KEMERIAHAN menyambut pemilihan umum seperti absen dari Irian Jaya Barat. Di Manokwari, ibu kota provinsi itu, hampir-hampir tak ada kegairahan, juga tak ada hiruk-pikuk pencalonan anggota legislatif. Sekretariat Komisi Pemilihan Umum (KPU) memang sudah dibentuk, tapi tak ada anggotanya. Untuk semua urusan pemilu, dari soal pendaftaran calon legislatif hingga mengurus tempat pemungutan suara, provinsi itu disuruh menempel ke "sang kakak sulung", Provinsi Papua.
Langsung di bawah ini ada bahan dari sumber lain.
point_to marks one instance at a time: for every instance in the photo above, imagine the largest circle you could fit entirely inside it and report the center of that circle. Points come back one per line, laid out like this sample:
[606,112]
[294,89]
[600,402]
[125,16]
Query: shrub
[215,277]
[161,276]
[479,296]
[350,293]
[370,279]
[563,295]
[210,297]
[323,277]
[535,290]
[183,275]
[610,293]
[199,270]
Keputusan itu diambil dalam rapat pleno KPU pusat, Selasa pekan lalu. Ketua Komisi Pemilu Provinsi Papua telah pula diperintahkan mengurus pemilu di provinsi tetangganya itu.
Menurut anggota KPU Mulyana W. Kusumah, proses pendaftaran bisa dilakukan di dua tempat, yaitu di kantor Komisi Pemilu Provinsi Papua dan sekretariat Komisi Pemilu di Provinsi Irian Jaya Barat di Manokwari. Sekretariat di Manokwari itu cuma menerima pendaftaran, sedangkan semua proses verifikasi dilakukan di KPU Provinsi Papua.
Komisi pusat juga memberikan toleransi memperpanjang tenggat verifikasi anggota Dewan Perwakilan Daerah (DPD) Provinsi Irian Jaya Barat. Semula, batas akhir verifikasi itu 20 November lalu, tapi untuk provinsi itu diulur hingga 27 Januari nanti.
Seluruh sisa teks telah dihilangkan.